Magnetized property effect of a non-aqueous solvent upon complex formation between kryptofix 22DD with lanthanum(iii) cation: experimental aspects and molecular dynamics simulation

Abstract

The complexation reaction between the La³⁺ cation and a macrocyclic ligand (kryptofix 22DD) in ordinary methanol (MeOH) and extraordinary methanol solvent (magnetized methanol) exposed to a magnetic field at different temperatures has been investigated using the conductometric method, in order to determine the effect of magnetic solvents on the thermodynamics of the complexation process between the metal cation and the ligand. The stoichiometry of the complex formed between the La³⁺ cation and the ligand is 1 : 1 [M : L] in both solvent systems.

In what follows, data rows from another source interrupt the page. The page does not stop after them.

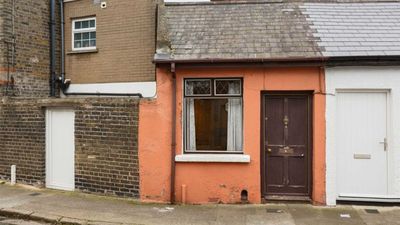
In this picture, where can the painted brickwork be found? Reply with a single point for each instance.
(125, 42)
(22, 140)
(106, 158)
(106, 147)
(28, 63)
(106, 131)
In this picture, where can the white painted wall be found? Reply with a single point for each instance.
(147, 89)
(367, 78)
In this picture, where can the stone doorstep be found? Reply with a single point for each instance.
(48, 218)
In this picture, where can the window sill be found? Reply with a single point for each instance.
(82, 51)
(224, 158)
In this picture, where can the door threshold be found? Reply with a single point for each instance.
(381, 199)
(286, 198)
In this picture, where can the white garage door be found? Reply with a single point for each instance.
(60, 149)
(361, 135)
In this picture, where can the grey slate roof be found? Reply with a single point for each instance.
(278, 30)
(358, 29)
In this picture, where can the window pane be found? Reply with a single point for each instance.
(85, 24)
(85, 35)
(198, 87)
(77, 25)
(78, 37)
(210, 124)
(77, 44)
(227, 87)
(85, 44)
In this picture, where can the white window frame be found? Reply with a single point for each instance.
(84, 30)
(213, 95)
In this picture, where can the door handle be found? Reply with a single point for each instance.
(385, 144)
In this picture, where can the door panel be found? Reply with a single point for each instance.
(287, 144)
(361, 155)
(60, 149)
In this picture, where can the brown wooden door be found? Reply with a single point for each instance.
(287, 144)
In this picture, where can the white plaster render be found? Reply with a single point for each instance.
(147, 89)
(363, 78)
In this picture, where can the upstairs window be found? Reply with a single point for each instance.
(84, 34)
(213, 115)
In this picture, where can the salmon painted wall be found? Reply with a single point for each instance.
(222, 182)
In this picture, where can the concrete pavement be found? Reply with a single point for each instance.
(57, 207)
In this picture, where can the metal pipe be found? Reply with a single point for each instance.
(62, 41)
(173, 134)
(52, 49)
(105, 94)
(102, 94)
(62, 80)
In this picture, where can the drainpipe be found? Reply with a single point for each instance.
(62, 60)
(52, 48)
(66, 82)
(173, 133)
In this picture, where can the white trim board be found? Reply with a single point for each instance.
(363, 79)
(147, 89)
(226, 158)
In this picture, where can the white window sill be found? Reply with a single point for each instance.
(83, 51)
(225, 158)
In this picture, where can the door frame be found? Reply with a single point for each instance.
(48, 165)
(264, 95)
(390, 181)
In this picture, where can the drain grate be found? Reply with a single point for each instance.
(34, 194)
(372, 211)
(275, 211)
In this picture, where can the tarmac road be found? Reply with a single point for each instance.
(8, 221)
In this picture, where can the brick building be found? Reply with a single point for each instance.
(102, 139)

Comparison of the corresponding molar conductivity versus [L]_t/[M]_t for (kryptofix 22DD·La)³⁺ complex shows that the complex formed between the metal cation and kryptofix 22DD in the magnetized methanol is weaker compared to the ordinary methanol. The results of the density functional theory shows that addition of the metal ion to the ligand completely deforms the ligand from its planar shape and the orientation of two carbon chains attached to the ring changes in comparison with the free ligand. In addition, the molecular dynamics simulation can shed light on the influence of the magnetic field, from the molecular point of view, on the properties of solvents and is able to explain the variation of hydrogen bond and transport properties. These changes may be the reason for the interaction of the solvent and the solute as well as the stability constant of the complex formed between the La³⁺ cation and kryptofix 22DD in solution. As the strength of the magnetic field increases, the number of the hydrogen bonds formed between the methanol molecules increases and the methanol self-diffusion coefficient decreases. These changes restrict the movement of the molecules which results in increasing the viscosity of the methanol and therefore the stability constant of the (kryptofix 22DD·La)³⁺ complex decreases in magnetized methanol with respect to the ordinary methanol.